Energetic Adaptations

Management Strategies

  • Meso- and bathypelagic species have developed three energy management strategies:

    • Efficient consumption of food resources.

    • Adaptations for efficient digestion and metabolic conversion.

    • Reduction of energy expenditure to survive in low-resource environments.

Feeding Strategies

  • Transition from filter feeding to carnivory at greater depths.

  • Adoption of "lurk and lure" strategies for food capture.

Examples in Fish

  • Development of lures.

  • Enlarged sensory appendages for prey detection.

  • Ability to consume larger prey items due to enlarged teeth and flexible jaw articulations.

  • Predominantly generalist feeders capable of stomach distension.

Examples in Invertebrates

  • Ability to consume large food quantities when available.

  • Considered generalist scavengers; capable of sustaining on one meal for a year.

  • Possess elastic stomachs for food storage.

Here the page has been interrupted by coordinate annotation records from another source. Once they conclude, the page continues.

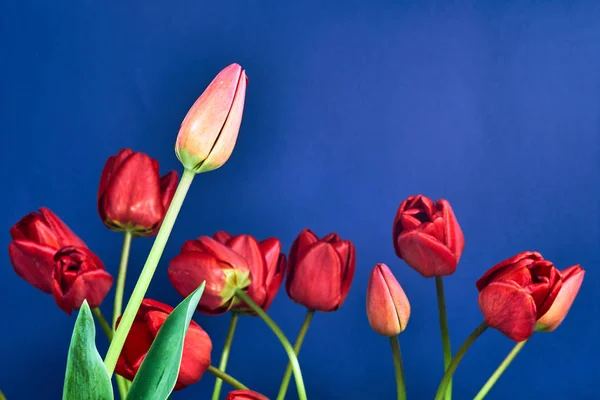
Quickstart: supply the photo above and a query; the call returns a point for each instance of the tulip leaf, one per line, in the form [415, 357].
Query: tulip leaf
[158, 373]
[86, 377]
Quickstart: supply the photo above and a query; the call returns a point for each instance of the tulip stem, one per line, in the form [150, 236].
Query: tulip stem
[439, 288]
[226, 378]
[284, 341]
[500, 370]
[457, 358]
[147, 273]
[225, 354]
[103, 323]
[297, 346]
[400, 385]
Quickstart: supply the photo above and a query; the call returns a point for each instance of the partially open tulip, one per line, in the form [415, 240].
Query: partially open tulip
[132, 196]
[320, 271]
[79, 275]
[514, 294]
[209, 131]
[224, 271]
[572, 278]
[152, 314]
[427, 236]
[388, 308]
[245, 395]
[266, 264]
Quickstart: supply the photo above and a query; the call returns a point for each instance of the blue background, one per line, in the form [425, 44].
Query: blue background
[351, 108]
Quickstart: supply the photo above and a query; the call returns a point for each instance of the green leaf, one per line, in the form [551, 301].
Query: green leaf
[158, 373]
[86, 377]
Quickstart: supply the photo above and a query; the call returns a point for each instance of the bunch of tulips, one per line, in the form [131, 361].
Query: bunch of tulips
[156, 349]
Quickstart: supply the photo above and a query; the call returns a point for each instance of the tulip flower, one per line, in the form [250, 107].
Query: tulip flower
[427, 236]
[266, 264]
[209, 131]
[388, 308]
[197, 345]
[320, 271]
[572, 278]
[224, 271]
[132, 196]
[514, 294]
[245, 395]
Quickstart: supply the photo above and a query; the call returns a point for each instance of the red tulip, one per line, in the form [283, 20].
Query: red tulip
[36, 239]
[514, 294]
[266, 263]
[572, 278]
[245, 395]
[320, 271]
[388, 308]
[224, 271]
[209, 131]
[148, 320]
[79, 275]
[132, 195]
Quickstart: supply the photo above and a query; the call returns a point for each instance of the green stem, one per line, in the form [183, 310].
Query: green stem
[103, 323]
[457, 358]
[225, 354]
[147, 272]
[439, 288]
[400, 385]
[297, 346]
[500, 370]
[284, 341]
[226, 378]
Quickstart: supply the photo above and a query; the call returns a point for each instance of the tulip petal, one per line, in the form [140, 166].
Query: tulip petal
[508, 308]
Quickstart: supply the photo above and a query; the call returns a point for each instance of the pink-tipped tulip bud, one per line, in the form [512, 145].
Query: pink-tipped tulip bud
[388, 308]
[572, 279]
[427, 236]
[209, 131]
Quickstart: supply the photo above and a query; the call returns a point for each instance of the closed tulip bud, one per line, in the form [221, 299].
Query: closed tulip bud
[514, 294]
[388, 308]
[245, 395]
[266, 264]
[320, 271]
[224, 271]
[572, 279]
[427, 236]
[132, 196]
[209, 130]
[151, 315]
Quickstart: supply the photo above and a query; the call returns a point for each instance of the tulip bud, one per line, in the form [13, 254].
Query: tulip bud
[209, 130]
[388, 308]
[572, 279]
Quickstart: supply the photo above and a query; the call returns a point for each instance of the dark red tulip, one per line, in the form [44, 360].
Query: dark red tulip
[224, 271]
[132, 195]
[514, 294]
[266, 263]
[152, 314]
[320, 271]
[79, 275]
[427, 236]
[245, 395]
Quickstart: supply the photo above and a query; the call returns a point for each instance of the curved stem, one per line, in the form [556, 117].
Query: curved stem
[500, 370]
[457, 358]
[400, 385]
[225, 354]
[103, 323]
[147, 272]
[297, 346]
[439, 288]
[284, 341]
[226, 378]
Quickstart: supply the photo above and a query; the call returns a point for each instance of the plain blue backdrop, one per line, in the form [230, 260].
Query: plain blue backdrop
[351, 107]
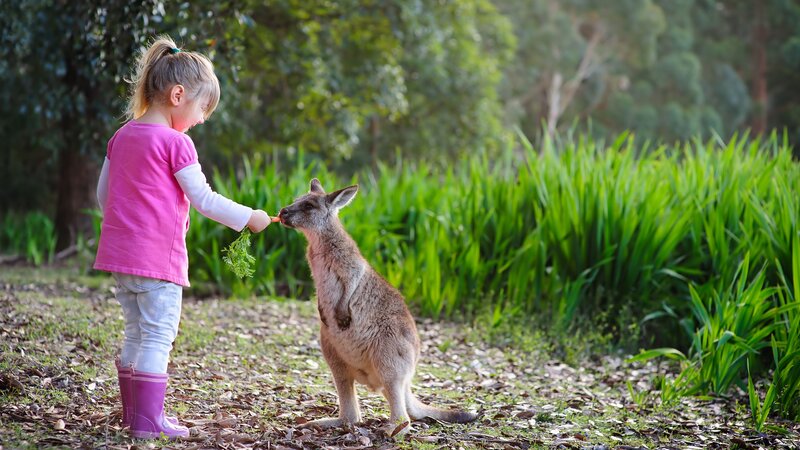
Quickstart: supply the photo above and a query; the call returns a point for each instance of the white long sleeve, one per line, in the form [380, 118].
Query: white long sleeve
[210, 204]
[102, 186]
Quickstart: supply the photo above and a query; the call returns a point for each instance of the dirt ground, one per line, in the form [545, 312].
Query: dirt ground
[249, 373]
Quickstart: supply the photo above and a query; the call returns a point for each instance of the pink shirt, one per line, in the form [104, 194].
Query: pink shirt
[146, 215]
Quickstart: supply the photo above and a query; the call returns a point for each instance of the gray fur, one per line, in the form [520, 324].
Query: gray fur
[367, 333]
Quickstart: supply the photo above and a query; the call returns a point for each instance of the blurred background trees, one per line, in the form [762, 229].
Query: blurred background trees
[352, 82]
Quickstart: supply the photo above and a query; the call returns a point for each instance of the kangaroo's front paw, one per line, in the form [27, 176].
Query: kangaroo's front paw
[397, 429]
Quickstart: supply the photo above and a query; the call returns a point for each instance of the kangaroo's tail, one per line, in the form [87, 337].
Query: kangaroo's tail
[418, 410]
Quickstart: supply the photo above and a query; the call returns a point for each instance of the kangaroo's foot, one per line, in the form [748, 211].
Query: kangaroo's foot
[396, 429]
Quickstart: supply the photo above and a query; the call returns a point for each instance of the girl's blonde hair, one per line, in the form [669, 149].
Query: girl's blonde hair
[162, 66]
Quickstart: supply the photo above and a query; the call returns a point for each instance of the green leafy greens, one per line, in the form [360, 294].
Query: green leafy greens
[237, 257]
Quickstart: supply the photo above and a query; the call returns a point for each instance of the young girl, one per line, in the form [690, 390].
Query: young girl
[149, 178]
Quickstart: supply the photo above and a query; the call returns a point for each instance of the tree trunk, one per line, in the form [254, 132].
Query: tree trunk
[759, 93]
[75, 193]
[374, 131]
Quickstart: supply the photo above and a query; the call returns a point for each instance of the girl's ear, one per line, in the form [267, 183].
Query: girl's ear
[342, 197]
[176, 94]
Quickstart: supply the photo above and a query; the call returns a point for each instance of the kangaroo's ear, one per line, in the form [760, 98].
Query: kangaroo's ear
[342, 197]
[316, 186]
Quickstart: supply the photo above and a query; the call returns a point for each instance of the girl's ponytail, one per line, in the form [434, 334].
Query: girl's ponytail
[163, 65]
[139, 100]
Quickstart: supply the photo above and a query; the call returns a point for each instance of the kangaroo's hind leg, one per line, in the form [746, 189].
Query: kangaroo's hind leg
[349, 412]
[396, 366]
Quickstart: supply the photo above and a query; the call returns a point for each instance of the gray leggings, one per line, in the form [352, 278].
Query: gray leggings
[152, 311]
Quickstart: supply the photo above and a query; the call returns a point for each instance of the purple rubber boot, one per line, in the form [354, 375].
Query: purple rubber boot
[126, 395]
[148, 420]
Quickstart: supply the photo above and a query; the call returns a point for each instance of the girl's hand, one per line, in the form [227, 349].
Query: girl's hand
[258, 221]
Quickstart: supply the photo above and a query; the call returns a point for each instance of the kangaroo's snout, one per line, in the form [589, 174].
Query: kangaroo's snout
[285, 217]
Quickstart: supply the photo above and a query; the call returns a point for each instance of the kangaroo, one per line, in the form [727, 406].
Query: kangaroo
[367, 333]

Metabolism in Deep-sea Species

  • Many pelagic species exhibit reduced metabolism with increasing depth, adapting to:

    • Lower food availability.

    • High-pressure environments.

    • Low light levels, reducing predatory pressures.

Buoyancy Adaptations

  • Evolution favors reduced density to prevent sinking.

Mechanisms to Achieve Buoyancy

  • Increased water or jelly content (e.g., in ctenophores, salps).

  • Accumulation of light ions (e.g., Na+, NH4+, Cl-).

  • High lipid content (triglycerides and wax esters).

  • Reduction in skeletal density; loss of swim bladders in some species.

Pressure Adaptations

  • Deep-sea species possess:

    • Enzymes tolerant to high pressures but exhibit lower catalytic efficiency.

    • Homeoviscous adaptations in cell membranes (greater proportions of unsaturated fatty acids).

Vision Adaptations

Eye Structure and Function

  • Many mesopelagic fish possess tubular eyes for enhanced prey detection.

  • Large aperture lenses focusing light on small retina areas; typically no cones.

  • Multi-bank retinas for increased sensitivity in low light.

  • Tapetum reflects light back into retina, sensitive to short wavelengths (485 nm).

Eye Adaptations

  • Some species have an aphakic gap to maximize light capture.

  • Sensitivity to red wavelengths varies among species; some use yellow lenses to detect bioluminescence.

Chemoreception in Deep Sea

  • Critical for food detection in low-light, low-biomass environments.

  • Rapid responses to food falls from above; can locate food within 30-40 minutes.

Pheromones and Communication

  • Important for conspecific interactions; may show sexual dimorphism in olfactory structures.

  • Olfactory adaptations differ based on habitat preferences.

Camouflage Mechanisms

Transparency

  • Many pelagic invertebrates are transparent for camouflage.

  • Effective at depth due to similar refractive indices to water.

Silvering and Countershading

  • Silvering employs guanine panels for concealment.

  • Bioluminescence used for countershading; ventral surfaces adapted for survival.

Bioluminescence Mechanisms

Overview

  • Bioluminescence involves luciferin and luciferase; can be self-generated or symbiotic.

Light Organs

  • Found in various fish types, with specialized conditions for operation.

  • Symbiotic relationships with bioluminescent bacteria aid in light production.

Functions

  • Locating food, attracting mates, and evading predators are key roles of bioluminescence.

  • Utilizes a variety of strategies to maximize effectiveness and minimize detection.

Red Bioluminescence

  • Specific fishes like Malacosteus exhibit red bioluminescence, particularly in deeper environments.

  • Red light perception aids in prey location, particularly copepod species.